The first seed node is a special seed node that must be joined first when starting cluster. This is used to avoid split clusters. When you start cluster nodes the first cluster must have this node running.

In essence, the first seed node joins itself and assigns this cluster a “master token” of sorts. Any other node (seed or not) will join this cluster with success even if the first seed node goes down. The only requirement is that at least one of the seed nodes are still up.

If you stop the first seed node and the cluster is running, then the first seed node will rejoin the cluster if and only if: a) we still have seed nodes that are up and b) the cluster was originally started by the seed node (holds the “master token”)

If you down and remove all seed nodes from a cluster, the you have effectively created a split cluster. More concretely, if you start up any node (first seed, other seed node or standard node), these will not have an entry point and will start a new cluster. In other words, we need a first seed node to kick off a cluster.

Note that the split brain resolver will try and determine if a cluster is split and if so if it should be downed. Check if you have configured this and what type of strategy you are employing.

HTHs

1 Like

Thanks @hmf for you inputs!

Nice, I didn’t know SBR has been open sourced - love it!

Enabling SBR solves the issue :grinning:

But still I don’t understand why it’s needed.

The scenario is as follows:

  1. There are two nodes in the cluster, both are seed nodes
  2. I restart node1 which is the first (special) seed node
  3. a and b from your post are met since node2 is still up and the cluster was originally started by the seed node

Also, node1 does not restart due to power loss but instead it runs coordinated shutdown and then is started again.

Why do we need downing in that case, how do we get the split cluster?

@SF Say you have the cluster with seed nodes 1 and 2 and standard nodes 3 and 4. If you down nodes 1 and 2, either node 3 or 4 will become the leader. At this point you have a working cluster with no seeds.

If you now start any node (seed or not), how can they find the entry point?
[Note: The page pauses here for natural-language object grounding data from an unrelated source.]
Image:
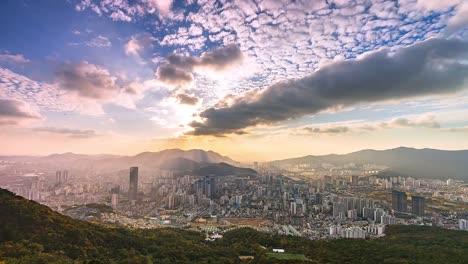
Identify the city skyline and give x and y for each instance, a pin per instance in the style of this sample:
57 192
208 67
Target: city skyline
321 77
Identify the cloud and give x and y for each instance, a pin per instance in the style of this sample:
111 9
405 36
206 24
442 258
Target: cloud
12 112
164 6
427 122
87 80
9 58
328 130
186 99
178 69
134 88
136 45
73 133
430 67
169 74
99 41
423 121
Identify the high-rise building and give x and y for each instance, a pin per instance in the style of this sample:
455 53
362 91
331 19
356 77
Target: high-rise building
213 188
354 180
293 207
417 203
388 220
463 224
114 200
133 187
399 201
64 176
339 211
58 177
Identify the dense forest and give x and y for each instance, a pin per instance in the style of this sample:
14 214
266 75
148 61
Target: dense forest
32 233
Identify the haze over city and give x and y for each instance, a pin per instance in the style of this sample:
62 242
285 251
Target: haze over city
253 80
233 131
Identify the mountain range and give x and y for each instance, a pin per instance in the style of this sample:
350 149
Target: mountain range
174 159
33 233
419 163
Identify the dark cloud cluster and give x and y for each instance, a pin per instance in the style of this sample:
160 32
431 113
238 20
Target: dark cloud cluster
178 69
87 80
434 66
188 99
73 133
12 112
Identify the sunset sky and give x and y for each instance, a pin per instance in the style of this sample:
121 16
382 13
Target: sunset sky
254 80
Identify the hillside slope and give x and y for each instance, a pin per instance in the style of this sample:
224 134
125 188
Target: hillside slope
32 233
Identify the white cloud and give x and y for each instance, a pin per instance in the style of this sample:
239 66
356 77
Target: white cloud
13 58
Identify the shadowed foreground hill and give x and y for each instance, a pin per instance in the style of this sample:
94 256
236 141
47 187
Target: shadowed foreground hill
32 233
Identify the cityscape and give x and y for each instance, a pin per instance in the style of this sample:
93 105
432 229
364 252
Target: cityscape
352 201
233 131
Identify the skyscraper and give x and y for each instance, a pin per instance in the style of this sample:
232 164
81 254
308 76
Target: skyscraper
133 189
417 203
213 188
399 201
58 177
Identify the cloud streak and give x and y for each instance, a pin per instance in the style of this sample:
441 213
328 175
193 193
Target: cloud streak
178 69
87 80
73 133
426 68
13 112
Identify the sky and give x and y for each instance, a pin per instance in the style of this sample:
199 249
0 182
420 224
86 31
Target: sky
251 79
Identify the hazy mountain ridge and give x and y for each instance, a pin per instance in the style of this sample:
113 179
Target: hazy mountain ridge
420 163
165 159
61 239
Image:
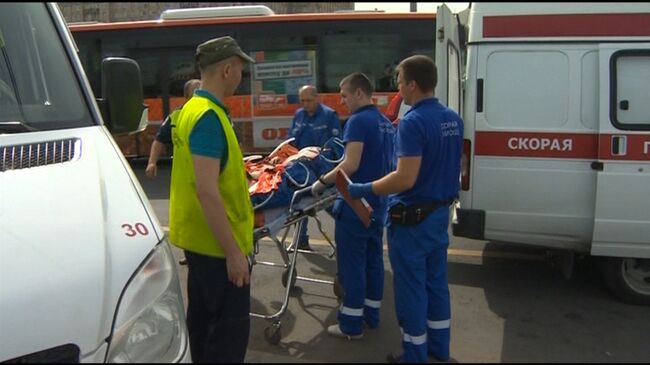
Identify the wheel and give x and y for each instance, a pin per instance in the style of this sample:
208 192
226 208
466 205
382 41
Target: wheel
272 334
628 279
285 277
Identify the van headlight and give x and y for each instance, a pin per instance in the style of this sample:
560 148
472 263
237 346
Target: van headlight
150 321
They cannot because no seeds addresses can be connected to, so effectively you have a split cluster.

Any starts of seed nodes will start a new cluster.
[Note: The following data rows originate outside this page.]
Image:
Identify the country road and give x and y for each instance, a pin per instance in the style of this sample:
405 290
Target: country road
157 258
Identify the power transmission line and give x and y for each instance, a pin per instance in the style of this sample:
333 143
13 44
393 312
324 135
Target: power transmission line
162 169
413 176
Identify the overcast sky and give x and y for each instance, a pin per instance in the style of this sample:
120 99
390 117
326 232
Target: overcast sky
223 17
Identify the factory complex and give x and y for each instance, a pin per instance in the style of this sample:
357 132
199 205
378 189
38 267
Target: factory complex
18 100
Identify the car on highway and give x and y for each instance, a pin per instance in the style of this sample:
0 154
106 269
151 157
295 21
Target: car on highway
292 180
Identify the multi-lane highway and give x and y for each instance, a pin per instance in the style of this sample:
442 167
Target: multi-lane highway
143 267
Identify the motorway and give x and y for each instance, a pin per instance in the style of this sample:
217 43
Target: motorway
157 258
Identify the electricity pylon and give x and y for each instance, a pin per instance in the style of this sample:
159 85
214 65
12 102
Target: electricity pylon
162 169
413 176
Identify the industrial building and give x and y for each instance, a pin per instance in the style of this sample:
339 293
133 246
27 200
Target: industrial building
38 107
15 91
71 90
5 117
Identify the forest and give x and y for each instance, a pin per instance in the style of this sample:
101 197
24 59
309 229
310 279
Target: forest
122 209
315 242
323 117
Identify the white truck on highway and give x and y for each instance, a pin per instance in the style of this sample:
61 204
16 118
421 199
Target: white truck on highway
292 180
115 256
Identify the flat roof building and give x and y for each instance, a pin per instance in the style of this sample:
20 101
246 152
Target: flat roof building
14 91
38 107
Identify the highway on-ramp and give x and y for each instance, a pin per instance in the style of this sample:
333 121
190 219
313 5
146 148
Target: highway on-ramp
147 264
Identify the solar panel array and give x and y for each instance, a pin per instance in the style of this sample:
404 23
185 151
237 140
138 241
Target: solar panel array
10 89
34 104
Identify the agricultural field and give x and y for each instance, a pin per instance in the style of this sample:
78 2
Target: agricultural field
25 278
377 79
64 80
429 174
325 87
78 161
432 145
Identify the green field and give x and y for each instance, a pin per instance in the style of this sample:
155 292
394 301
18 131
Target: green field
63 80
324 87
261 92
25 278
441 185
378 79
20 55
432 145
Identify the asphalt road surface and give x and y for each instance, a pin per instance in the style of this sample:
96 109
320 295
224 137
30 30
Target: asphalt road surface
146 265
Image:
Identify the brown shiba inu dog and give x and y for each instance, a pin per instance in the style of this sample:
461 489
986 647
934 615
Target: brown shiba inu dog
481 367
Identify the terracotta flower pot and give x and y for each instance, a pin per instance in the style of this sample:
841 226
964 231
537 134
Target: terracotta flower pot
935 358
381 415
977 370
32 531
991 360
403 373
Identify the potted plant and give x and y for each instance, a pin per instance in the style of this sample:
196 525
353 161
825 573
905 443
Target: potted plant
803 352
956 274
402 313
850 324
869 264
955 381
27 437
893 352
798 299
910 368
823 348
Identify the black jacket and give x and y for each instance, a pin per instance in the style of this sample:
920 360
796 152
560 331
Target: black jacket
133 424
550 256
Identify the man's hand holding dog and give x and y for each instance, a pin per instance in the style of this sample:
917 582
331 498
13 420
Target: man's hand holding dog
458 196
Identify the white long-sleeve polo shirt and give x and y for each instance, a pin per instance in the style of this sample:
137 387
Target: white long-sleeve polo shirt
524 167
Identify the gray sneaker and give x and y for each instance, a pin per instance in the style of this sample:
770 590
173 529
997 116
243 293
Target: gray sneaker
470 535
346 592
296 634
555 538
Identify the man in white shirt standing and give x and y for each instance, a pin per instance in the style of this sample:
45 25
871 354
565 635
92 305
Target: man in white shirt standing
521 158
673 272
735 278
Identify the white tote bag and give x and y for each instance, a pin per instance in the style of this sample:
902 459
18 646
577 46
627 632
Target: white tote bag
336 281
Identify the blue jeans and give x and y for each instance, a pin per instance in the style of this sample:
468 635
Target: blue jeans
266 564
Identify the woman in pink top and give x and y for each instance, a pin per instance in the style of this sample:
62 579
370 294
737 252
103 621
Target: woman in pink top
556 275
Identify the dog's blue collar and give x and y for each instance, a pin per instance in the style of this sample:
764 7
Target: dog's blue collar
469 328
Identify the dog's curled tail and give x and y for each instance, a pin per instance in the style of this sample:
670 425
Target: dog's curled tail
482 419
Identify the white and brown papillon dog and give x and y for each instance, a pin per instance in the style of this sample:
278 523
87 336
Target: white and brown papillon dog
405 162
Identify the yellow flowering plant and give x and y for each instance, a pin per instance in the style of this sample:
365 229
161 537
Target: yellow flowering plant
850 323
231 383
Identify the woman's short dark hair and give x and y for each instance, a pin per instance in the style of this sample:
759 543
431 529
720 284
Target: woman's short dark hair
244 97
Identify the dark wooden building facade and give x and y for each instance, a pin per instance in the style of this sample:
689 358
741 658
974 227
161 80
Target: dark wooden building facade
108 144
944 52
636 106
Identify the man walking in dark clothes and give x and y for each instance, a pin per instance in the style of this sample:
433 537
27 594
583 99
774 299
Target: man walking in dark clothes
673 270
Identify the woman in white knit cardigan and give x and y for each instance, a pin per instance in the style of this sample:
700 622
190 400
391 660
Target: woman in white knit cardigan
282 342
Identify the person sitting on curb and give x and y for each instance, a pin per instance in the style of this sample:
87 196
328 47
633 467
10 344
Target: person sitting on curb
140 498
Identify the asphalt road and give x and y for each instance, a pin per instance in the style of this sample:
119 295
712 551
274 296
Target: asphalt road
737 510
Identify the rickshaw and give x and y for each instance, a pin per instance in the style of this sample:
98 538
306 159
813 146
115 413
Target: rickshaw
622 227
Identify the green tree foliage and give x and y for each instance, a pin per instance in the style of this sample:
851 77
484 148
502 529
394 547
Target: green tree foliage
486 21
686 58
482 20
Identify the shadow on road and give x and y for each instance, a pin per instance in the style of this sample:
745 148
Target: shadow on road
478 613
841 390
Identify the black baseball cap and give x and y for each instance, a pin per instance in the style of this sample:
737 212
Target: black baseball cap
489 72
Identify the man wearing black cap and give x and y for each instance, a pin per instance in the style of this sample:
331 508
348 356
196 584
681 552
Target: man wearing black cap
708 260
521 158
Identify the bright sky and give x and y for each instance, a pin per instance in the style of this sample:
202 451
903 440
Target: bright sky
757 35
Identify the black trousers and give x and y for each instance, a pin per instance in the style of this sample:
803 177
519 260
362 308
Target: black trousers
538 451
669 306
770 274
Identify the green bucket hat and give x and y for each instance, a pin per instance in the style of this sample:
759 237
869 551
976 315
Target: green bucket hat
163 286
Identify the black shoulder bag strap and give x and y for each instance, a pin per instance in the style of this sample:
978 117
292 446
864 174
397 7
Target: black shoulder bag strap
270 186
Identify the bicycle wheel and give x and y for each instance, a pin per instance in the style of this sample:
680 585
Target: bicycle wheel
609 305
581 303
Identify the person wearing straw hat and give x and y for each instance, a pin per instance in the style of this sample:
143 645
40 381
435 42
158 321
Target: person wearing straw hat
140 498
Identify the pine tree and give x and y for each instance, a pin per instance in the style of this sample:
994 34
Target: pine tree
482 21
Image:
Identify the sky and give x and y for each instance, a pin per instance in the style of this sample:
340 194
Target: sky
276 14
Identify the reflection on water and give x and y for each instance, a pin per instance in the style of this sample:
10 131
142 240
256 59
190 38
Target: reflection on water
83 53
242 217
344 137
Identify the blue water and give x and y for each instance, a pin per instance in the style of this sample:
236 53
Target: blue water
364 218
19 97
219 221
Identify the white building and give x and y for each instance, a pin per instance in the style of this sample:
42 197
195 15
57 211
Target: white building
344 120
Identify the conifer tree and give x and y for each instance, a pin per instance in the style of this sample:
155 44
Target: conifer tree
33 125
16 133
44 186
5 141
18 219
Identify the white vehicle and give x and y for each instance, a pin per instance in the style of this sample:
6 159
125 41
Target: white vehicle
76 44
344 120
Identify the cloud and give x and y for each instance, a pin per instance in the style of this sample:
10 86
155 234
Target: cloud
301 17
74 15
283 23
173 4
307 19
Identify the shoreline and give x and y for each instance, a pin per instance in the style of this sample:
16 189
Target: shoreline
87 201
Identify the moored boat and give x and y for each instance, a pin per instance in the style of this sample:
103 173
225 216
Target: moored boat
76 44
@hmf I agree to your example, it is a different one though.

In my case there are only two nodes, both are seed nodes from which just one (the special one, node1) is restarted.
Why should the special seed node then start a new cluster? From the logs it can be seen that node1 “Couldn’t join other seed nodes” for an unknown reason. That’s the reason it starts its own new cluster but I don’t get why it cannot join the cluster through node2.

If there’s anything on that, I appreciate to know it.
Thankfully the problem is solved by applying SBR - thanks again @hmf for pointing to that!

I think node 1 should rejoin. I will have to test to confirm this.

From my point of view, node2 becomes the leader in the cluster as soon as node1 is unreachable.
Because node1 is unreachable, the leader cannot perform its duties (like accepting new nodes).
Thus the only possibility to get to a valid state is shutting down.
But I don’t get why SBR comes to that conclusion - it is not a split brain in my understanding thus it should not be the SBR who does the job.
In what sense is this a split brain problem?